- Born: 24 January 1910
- Died: 22 January 2007 (aged 96)
- Known for: Portrait painter

= Edmund Nelson (painter) =

English painter

Edmund Nelson (24 January 1910 – 22 January 2007) was a British traditional portrait painter.

==Biography==
Edmund Nelson was educated at Goldsmiths College in London. He married fellow art student, Ruth Swanson, in 1939. During World War II he served in the RAF in Egypt. He and his wife raised two children Jane (1941) and Martin (1949).
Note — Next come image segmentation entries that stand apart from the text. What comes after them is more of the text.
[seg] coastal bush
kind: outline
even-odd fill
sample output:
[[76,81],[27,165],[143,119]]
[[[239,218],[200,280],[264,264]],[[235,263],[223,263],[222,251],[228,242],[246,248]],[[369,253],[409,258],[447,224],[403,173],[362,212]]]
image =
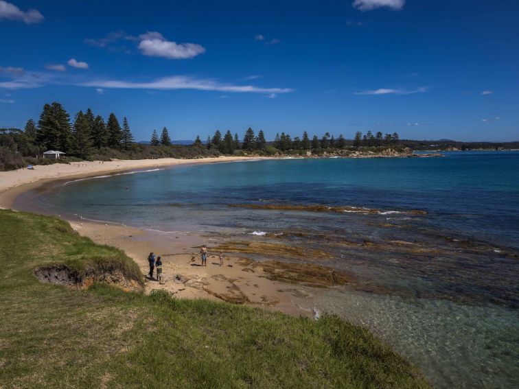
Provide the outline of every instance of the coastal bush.
[[429,388],[389,346],[336,316],[316,322],[104,283],[71,290],[33,274],[113,263],[139,272],[62,221],[0,210],[3,388]]
[[276,155],[279,152],[279,150],[274,146],[267,146],[265,151],[266,152],[267,155]]
[[25,161],[21,155],[5,147],[0,147],[0,170],[12,170],[23,167]]

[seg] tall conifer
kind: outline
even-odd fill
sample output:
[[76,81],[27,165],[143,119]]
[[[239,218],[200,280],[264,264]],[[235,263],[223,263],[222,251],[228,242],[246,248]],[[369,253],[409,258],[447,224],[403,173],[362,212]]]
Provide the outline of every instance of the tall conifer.
[[119,125],[119,121],[113,113],[111,113],[106,123],[107,140],[106,145],[113,149],[121,148],[121,140],[122,139],[122,130]]
[[84,159],[90,154],[91,147],[92,139],[89,119],[82,111],[79,111],[76,115],[72,128],[72,152]]
[[161,144],[165,146],[171,145],[171,138],[170,138],[170,133],[168,132],[168,128],[164,127],[162,129],[162,134],[161,134]]
[[123,119],[123,130],[122,130],[122,145],[125,150],[130,150],[135,143],[133,135],[130,131],[130,126],[128,124],[128,119],[125,116]]

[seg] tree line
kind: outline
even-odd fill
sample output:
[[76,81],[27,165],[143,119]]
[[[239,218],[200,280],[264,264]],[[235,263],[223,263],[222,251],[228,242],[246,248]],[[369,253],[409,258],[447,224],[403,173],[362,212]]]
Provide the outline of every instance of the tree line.
[[[260,130],[257,135],[250,127],[245,132],[243,140],[240,141],[238,134],[233,137],[231,131],[227,131],[222,137],[219,130],[217,130],[213,137],[207,137],[205,146],[207,149],[218,149],[222,154],[233,154],[235,150],[242,150],[249,152],[265,151],[269,146],[273,147],[277,150],[284,152],[288,150],[312,150],[318,152],[319,150],[328,149],[345,149],[348,146],[348,142],[344,136],[341,134],[336,139],[334,135],[330,132],[325,132],[321,138],[314,135],[310,140],[308,133],[305,131],[302,137],[295,137],[293,139],[289,134],[281,132],[276,134],[273,142],[268,142],[265,139],[263,130]],[[393,134],[382,134],[378,132],[373,135],[371,131],[368,131],[365,134],[357,132],[353,141],[355,148],[387,146],[395,145],[399,143],[399,136],[396,132]],[[349,144],[351,144],[351,143]],[[194,145],[203,147],[200,136],[196,137]]]
[[24,134],[26,141],[40,150],[58,150],[80,158],[94,149],[128,150],[135,143],[126,117],[121,127],[115,114],[111,113],[105,122],[88,108],[85,113],[78,112],[71,122],[69,113],[56,102],[43,106],[37,123],[32,119],[27,121]]

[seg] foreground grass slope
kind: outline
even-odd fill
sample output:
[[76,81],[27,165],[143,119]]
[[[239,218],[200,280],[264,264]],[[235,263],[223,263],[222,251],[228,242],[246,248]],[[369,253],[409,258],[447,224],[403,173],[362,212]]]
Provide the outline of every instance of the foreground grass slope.
[[57,219],[0,210],[0,387],[427,388],[367,330],[95,284],[39,283],[65,263],[141,276],[115,248]]

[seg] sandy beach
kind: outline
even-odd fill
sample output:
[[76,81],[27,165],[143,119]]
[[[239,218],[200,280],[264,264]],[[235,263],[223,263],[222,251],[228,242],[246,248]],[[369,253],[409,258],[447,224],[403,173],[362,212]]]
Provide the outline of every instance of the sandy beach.
[[36,165],[34,169],[19,169],[0,172],[0,207],[11,208],[13,200],[20,194],[56,180],[81,178],[98,174],[111,174],[166,166],[254,161],[261,158],[262,157],[220,156],[200,159],[163,158],[103,162],[96,161]]
[[[36,166],[34,170],[2,172],[0,172],[0,207],[11,208],[17,196],[55,180],[165,166],[257,159],[257,157],[225,156],[196,160],[95,161]],[[304,279],[300,283],[279,281],[280,277],[273,276],[275,269],[273,272],[270,267],[270,272],[268,273],[261,263],[244,258],[235,252],[232,255],[225,255],[224,265],[220,266],[218,252],[211,251],[210,244],[207,266],[200,266],[199,248],[201,244],[207,243],[204,240],[207,240],[207,237],[203,238],[196,234],[161,233],[84,220],[68,222],[81,235],[96,243],[123,250],[139,265],[143,274],[148,272],[149,252],[161,255],[164,263],[164,283],[161,284],[155,279],[147,278],[146,293],[163,289],[179,298],[244,303],[295,316],[312,316],[315,314],[312,309],[312,284],[305,282]]]

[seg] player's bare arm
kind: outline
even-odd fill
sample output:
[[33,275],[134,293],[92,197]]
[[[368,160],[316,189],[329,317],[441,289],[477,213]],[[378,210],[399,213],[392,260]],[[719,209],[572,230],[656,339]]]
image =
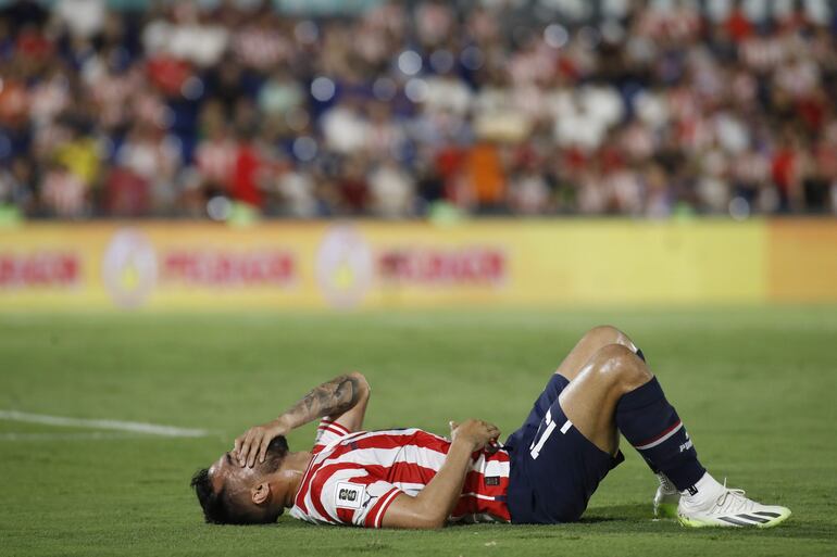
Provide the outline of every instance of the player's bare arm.
[[384,515],[385,528],[437,529],[445,526],[462,493],[474,452],[500,435],[497,426],[482,420],[451,422],[451,444],[438,473],[418,495],[400,494]]
[[357,371],[315,387],[276,419],[236,438],[234,453],[238,464],[252,468],[257,460],[263,463],[272,440],[322,417],[329,417],[349,431],[361,429],[370,392],[366,378]]

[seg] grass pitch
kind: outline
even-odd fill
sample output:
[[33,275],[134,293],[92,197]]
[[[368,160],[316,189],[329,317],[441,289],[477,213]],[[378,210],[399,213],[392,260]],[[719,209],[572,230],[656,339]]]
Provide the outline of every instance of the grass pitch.
[[[584,520],[439,532],[202,523],[188,488],[247,427],[361,370],[367,427],[505,433],[590,326],[624,328],[713,474],[794,516],[767,531],[651,519],[636,453]],[[202,439],[0,420],[0,555],[834,555],[837,311],[0,316],[0,409],[202,428]],[[311,444],[314,426],[290,435]],[[624,447],[624,443],[623,443]]]

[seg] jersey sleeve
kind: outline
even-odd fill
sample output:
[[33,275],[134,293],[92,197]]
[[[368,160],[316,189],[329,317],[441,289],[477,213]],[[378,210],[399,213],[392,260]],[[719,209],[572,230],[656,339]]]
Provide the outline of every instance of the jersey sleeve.
[[340,426],[336,421],[323,418],[320,420],[320,426],[316,428],[316,436],[314,438],[314,453],[318,453],[325,446],[330,445],[335,441],[348,435],[350,431]]
[[380,528],[389,506],[401,490],[385,481],[365,483],[362,479],[333,478],[325,482],[317,496],[333,523],[361,528]]

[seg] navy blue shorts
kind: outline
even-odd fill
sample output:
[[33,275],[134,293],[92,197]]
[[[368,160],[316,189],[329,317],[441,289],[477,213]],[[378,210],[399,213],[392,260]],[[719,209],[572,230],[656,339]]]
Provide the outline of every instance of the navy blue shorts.
[[590,496],[624,457],[582,435],[566,418],[558,395],[570,384],[553,375],[523,426],[509,435],[508,505],[512,522],[554,524],[582,517]]

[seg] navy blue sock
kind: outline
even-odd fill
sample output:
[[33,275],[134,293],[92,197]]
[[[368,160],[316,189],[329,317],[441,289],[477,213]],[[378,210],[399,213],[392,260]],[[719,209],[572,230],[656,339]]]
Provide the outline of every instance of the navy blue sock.
[[655,377],[620,398],[616,427],[648,466],[667,476],[680,491],[691,489],[707,471]]

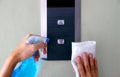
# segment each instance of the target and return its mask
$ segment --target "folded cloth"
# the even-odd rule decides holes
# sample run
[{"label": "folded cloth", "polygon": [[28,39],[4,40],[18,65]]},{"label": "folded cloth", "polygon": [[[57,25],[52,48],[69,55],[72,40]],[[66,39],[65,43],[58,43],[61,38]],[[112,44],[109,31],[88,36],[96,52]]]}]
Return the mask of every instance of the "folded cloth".
[{"label": "folded cloth", "polygon": [[71,63],[75,70],[76,77],[80,77],[78,72],[78,67],[76,65],[76,57],[81,56],[82,53],[86,52],[87,54],[92,53],[95,57],[96,52],[96,41],[85,41],[85,42],[72,42],[72,57]]}]

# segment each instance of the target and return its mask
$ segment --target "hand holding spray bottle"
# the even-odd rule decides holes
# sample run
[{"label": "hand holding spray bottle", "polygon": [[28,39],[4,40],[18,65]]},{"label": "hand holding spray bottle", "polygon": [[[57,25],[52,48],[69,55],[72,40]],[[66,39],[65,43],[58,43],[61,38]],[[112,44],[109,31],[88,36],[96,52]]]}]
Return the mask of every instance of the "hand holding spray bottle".
[{"label": "hand holding spray bottle", "polygon": [[[26,43],[29,44],[38,44],[41,42],[48,43],[49,39],[40,36],[30,36],[26,40]],[[12,72],[12,77],[37,77],[37,74],[42,65],[41,60],[36,61],[34,59],[34,57],[38,54],[39,50],[37,50],[30,58],[18,63],[18,65],[14,68]]]}]

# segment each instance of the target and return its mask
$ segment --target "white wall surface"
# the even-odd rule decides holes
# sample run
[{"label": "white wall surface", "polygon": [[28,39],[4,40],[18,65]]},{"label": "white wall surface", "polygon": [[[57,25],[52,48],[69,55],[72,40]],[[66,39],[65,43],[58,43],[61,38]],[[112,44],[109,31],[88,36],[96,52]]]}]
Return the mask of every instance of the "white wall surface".
[{"label": "white wall surface", "polygon": [[[0,67],[28,33],[40,33],[39,0],[0,0]],[[120,76],[120,0],[82,0],[82,41],[96,40],[100,77]],[[69,61],[43,61],[39,77],[74,77]]]}]

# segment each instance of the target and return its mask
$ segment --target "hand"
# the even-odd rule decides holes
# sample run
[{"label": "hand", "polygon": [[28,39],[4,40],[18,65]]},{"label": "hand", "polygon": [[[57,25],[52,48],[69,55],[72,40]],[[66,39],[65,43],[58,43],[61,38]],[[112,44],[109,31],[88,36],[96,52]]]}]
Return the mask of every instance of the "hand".
[{"label": "hand", "polygon": [[83,53],[83,60],[77,57],[77,66],[80,77],[98,77],[98,65],[92,54]]},{"label": "hand", "polygon": [[[13,54],[17,55],[18,61],[21,61],[21,60],[31,57],[36,50],[38,50],[40,48],[45,48],[47,46],[44,42],[39,43],[39,44],[26,43],[26,40],[30,36],[32,36],[32,34],[26,35],[13,52]],[[39,56],[40,56],[40,54],[36,55],[35,60],[36,60],[36,58],[39,58]]]}]

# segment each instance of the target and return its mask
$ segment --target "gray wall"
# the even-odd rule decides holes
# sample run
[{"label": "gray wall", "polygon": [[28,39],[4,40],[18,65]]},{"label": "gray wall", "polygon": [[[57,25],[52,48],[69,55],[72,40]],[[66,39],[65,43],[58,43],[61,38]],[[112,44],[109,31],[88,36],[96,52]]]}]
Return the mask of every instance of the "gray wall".
[{"label": "gray wall", "polygon": [[[39,0],[0,0],[0,67],[27,33],[39,34]],[[120,76],[120,0],[82,0],[82,41],[96,40],[100,77]],[[68,61],[46,62],[39,77],[74,77]]]}]

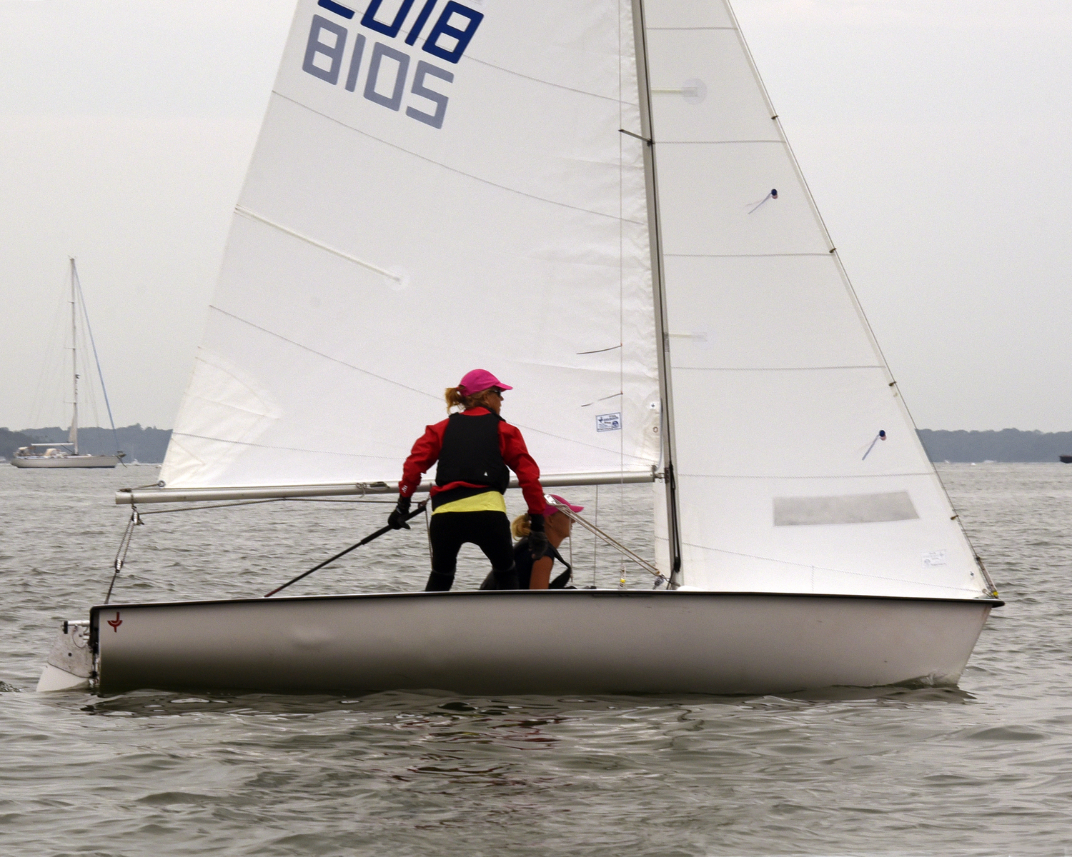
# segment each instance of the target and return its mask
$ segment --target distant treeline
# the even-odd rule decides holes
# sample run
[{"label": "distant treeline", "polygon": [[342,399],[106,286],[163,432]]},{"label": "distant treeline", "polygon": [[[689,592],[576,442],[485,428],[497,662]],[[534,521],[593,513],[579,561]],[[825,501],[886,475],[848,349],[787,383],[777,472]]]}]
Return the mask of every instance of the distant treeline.
[{"label": "distant treeline", "polygon": [[[0,456],[27,443],[56,443],[66,440],[66,428],[24,428],[12,432],[0,428]],[[139,424],[116,430],[119,449],[126,461],[162,462],[172,437],[170,428],[143,428]],[[1059,455],[1072,455],[1072,432],[1022,432],[1002,428],[1000,432],[948,432],[920,430],[920,440],[933,462],[1056,462]],[[78,450],[98,454],[116,451],[110,428],[79,428]]]},{"label": "distant treeline", "polygon": [[1072,455],[1072,432],[948,432],[920,428],[933,462],[1056,462]]},{"label": "distant treeline", "polygon": [[[111,434],[110,428],[86,426],[78,430],[78,451],[94,455],[111,455],[116,450],[116,437],[119,438],[119,450],[126,453],[126,461],[162,462],[167,450],[167,441],[172,438],[170,428],[143,428],[140,424],[126,425],[117,428]],[[0,455],[10,458],[12,453],[27,443],[64,443],[68,430],[58,425],[47,428],[24,428],[20,432],[10,432],[0,428]]]}]

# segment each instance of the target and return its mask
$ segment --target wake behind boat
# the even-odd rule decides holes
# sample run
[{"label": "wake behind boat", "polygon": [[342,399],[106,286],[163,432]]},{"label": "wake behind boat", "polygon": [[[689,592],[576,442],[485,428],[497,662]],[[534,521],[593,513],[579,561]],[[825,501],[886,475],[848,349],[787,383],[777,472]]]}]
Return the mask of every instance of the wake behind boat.
[{"label": "wake behind boat", "polygon": [[149,503],[393,494],[478,364],[545,487],[653,484],[660,588],[119,597],[41,689],[948,685],[1002,603],[728,4],[301,0],[124,545]]}]

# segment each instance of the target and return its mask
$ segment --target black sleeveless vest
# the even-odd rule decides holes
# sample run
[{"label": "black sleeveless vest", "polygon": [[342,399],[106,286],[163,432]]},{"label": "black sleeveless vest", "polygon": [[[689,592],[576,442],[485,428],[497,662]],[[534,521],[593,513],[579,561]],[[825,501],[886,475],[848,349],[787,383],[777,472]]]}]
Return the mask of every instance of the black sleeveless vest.
[{"label": "black sleeveless vest", "polygon": [[478,417],[451,414],[443,433],[443,448],[435,469],[435,484],[468,482],[482,487],[457,487],[440,492],[432,498],[432,508],[465,497],[497,491],[505,494],[510,484],[510,470],[498,449],[498,423],[503,418],[489,411]]}]

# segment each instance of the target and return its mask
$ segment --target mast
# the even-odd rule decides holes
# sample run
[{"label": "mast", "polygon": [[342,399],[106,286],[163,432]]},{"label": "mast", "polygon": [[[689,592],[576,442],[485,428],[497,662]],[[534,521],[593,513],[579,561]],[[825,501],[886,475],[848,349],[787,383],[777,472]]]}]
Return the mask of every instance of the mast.
[{"label": "mast", "polygon": [[74,400],[72,404],[74,408],[71,412],[71,433],[68,436],[68,440],[74,445],[74,454],[78,454],[78,340],[76,336],[75,329],[75,317],[76,304],[75,304],[75,272],[74,272],[74,256],[71,259],[71,382],[74,390]]},{"label": "mast", "polygon": [[632,32],[637,43],[637,92],[640,97],[640,134],[644,142],[647,178],[647,224],[652,251],[652,291],[655,304],[655,342],[659,370],[659,404],[662,427],[662,472],[666,486],[667,531],[670,541],[670,588],[682,584],[681,522],[674,471],[676,449],[673,431],[673,390],[670,384],[670,331],[667,325],[666,277],[662,266],[662,229],[659,221],[655,139],[652,136],[652,81],[647,73],[647,36],[643,0],[632,0]]}]

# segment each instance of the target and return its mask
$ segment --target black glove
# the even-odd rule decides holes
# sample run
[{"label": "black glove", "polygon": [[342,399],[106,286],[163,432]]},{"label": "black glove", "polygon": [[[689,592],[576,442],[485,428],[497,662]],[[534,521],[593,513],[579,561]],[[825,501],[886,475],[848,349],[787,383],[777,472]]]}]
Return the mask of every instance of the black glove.
[{"label": "black glove", "polygon": [[391,529],[410,529],[410,525],[405,523],[407,514],[410,514],[410,498],[399,497],[394,511],[387,516],[387,526]]},{"label": "black glove", "polygon": [[528,550],[533,559],[539,559],[547,553],[547,533],[544,531],[544,515],[528,515]]}]

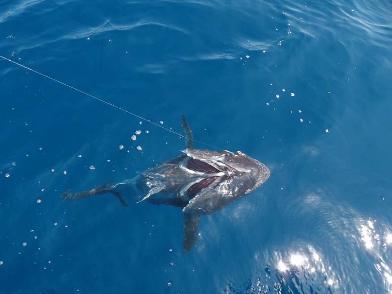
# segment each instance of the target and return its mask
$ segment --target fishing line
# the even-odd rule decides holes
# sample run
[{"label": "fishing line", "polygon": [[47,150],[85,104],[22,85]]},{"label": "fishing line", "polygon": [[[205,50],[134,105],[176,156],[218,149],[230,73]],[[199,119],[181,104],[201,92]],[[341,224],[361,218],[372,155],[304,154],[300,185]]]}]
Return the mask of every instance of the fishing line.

Edmund Nelson's painting career flourished between 1949 and 1956, after which time traditional paintings were viewed as out of fashion. Nelson taught Art in a school at South Wootton, Norfolk. Edmund created a muse-like pastel portrait of the daughter of neighbours who lived over the road; that portrait still hangs in her Swiss home. Ruth and Edmund also had a holiday home in Selsey. Their homes were comfortable places where creativity and discussion were encouraged.

Nelson's portrait of his wife won the prize for the best portrait in the Royal Academy Summer Exhibition of 1947. His portraits of Cambridge intellectuals, G. M. Trevelyan and E. M. Forster and cricketers such as C. B. Fry now hang in the Committee Room at Lord's.

After retirement in 1970, the Nelsons moved to Selsey in Sussex. His wife died in 1997 and Nelson spent his final years living in Surrey, where he continued to lead an active life, driving his car until 2 months before he died.